New construction PVC specifications for Lexington restaurant buildings should include proper curb height specifications for all kitchen exhaust equipment — a minimum 8-inch curb is standard, and we recommend 12 inches on equipment with high exhaust volumes to keep the discharge point above the membrane surface. Grease traps on exhaust outlets and properly designed exhaust clearance zones with PVC walkway pads that can be easily cleaned are details that matter for long-term membrane performance on food-service buildings. A PVC membrane specified correctly and maintained with attention to the exhaust zone is the lowest-maintenance roofing solution for Lexington's restaurant building stock.
Questions Owners Ask
Why does grease exhaust damage EPDM and TPO but not PVC?

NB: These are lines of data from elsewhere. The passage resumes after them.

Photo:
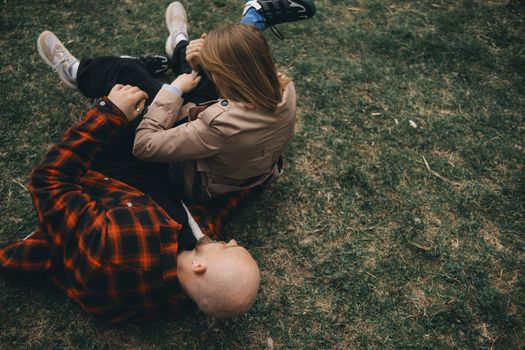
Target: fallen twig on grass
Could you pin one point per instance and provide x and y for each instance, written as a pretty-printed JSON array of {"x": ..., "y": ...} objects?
[{"x": 439, "y": 176}]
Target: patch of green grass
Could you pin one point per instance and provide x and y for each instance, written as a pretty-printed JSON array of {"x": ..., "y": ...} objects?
[{"x": 360, "y": 244}]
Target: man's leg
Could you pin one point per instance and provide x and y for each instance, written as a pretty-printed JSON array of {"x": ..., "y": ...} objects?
[
  {"x": 96, "y": 77},
  {"x": 205, "y": 90},
  {"x": 176, "y": 43}
]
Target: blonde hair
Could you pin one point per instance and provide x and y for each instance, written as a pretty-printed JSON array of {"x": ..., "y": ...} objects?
[{"x": 238, "y": 60}]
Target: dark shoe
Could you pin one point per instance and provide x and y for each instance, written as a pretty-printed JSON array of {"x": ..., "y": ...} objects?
[
  {"x": 281, "y": 11},
  {"x": 154, "y": 64}
]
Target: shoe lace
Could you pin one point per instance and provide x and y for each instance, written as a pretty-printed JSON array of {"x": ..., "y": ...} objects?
[{"x": 64, "y": 59}]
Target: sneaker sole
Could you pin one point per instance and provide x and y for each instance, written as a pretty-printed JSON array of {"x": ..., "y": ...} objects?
[
  {"x": 168, "y": 10},
  {"x": 169, "y": 47},
  {"x": 50, "y": 64}
]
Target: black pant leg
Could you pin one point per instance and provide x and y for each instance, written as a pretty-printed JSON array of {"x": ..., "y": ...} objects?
[
  {"x": 205, "y": 90},
  {"x": 96, "y": 77}
]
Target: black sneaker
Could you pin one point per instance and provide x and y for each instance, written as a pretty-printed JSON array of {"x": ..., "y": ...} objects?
[
  {"x": 282, "y": 11},
  {"x": 154, "y": 64}
]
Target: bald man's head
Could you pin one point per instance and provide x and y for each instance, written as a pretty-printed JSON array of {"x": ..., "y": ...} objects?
[{"x": 222, "y": 278}]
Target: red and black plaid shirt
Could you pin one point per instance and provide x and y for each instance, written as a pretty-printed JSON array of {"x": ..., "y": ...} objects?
[{"x": 109, "y": 246}]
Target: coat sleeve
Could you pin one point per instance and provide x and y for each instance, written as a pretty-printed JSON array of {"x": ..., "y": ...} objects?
[
  {"x": 157, "y": 141},
  {"x": 72, "y": 221}
]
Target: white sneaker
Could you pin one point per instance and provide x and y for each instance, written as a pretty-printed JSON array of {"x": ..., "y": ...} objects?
[
  {"x": 55, "y": 54},
  {"x": 177, "y": 22}
]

EPDM is a rubber membrane that swells when exposed to animal fats and petroleum-based oils — the chemical composition of cooking grease causes the EPDM polymer chains to absorb the oils and lose their structural integrity. TPO is more resistant than EPDM but still susceptible to grease degradation over time. PVC's polymer chemistry is inherently resistant to the fats and oils in commercial cooking exhaust, making it the appropriate specification anywhere kitchen exhaust contacts the membrane surface.

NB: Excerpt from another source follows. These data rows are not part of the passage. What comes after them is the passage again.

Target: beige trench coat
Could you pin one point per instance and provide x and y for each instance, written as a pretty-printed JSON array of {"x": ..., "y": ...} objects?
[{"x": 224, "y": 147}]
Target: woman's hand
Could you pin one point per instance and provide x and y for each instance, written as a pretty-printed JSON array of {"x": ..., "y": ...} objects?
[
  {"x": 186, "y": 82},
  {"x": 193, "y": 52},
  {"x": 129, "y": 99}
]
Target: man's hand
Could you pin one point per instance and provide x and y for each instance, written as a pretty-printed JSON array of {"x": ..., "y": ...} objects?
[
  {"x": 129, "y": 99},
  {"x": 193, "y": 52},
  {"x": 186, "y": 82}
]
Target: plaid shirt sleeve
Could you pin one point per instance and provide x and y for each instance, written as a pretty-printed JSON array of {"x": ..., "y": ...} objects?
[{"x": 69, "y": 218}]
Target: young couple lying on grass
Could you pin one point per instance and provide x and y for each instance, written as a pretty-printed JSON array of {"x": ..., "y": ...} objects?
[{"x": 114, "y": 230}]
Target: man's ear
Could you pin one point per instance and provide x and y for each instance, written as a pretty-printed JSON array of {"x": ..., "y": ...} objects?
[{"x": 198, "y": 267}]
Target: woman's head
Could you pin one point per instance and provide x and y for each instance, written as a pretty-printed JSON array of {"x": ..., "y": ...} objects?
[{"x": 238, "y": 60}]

Does every restaurant building in Lexington need PVC roofing?
The PVC specification is most critical in the area immediately surrounding kitchen exhaust fans and makeup air units — typically within six to ten feet of the exhaust discharge. For a restaurant that occupies a small portion of a larger commercial building, the appropriate approach may be to specify PVC only in the kitchen exhaust zone and a standard TPO or EPDM elsewhere, rather than specifying PVC across the entire roof. For a standalone restaurant building where the entire roof is in the exhaust influence zone, full PVC is the right specification.
How long does a PVC roof last on a restaurant building?
A well-specified 60-mil PVC membrane with regular maintenance should deliver 20 to 25 years of service on a food-service building. Actual performance depends on membrane thickness, manufacturer quality, seam execution, and the exhaust zone maintenance program. Thin PVC membranes (45-mil) in high-exhaust environments typically underperform — we specify 60-mil minimum on all commercial PVC applications in Lexington.
Can PVC be repaired if it's damaged?
Yes. PVC membrane repairs use the same hot-air welding process as new installation — a PVC patch welded over the damaged area creates a bond that is as strong as the original membrane. PVC is one of the more repair-friendly single-ply membranes because the thermoplastic chemistry that makes it weldable at installation also makes it weldable for repairs throughout its service life.
My retail center has multiple food-service tenants — how do I manage the roof membrane in exhaust zones?
The most effective approach is to inspect exhaust zones annually as part of your maintenance program, clean accumulated grease deposits from the membrane surface, and monitor PVC condition in high-exhaust areas for any surface chalking or stiffening that indicates plasticizer depletion. Ensure that any new exhaust equipment installations by incoming tenants are reviewed for curb height and exhaust clearance compliance before the kitchen opens. A tenant who installs a new exhaust hood without proper curb height can damage a membrane in a single busy season.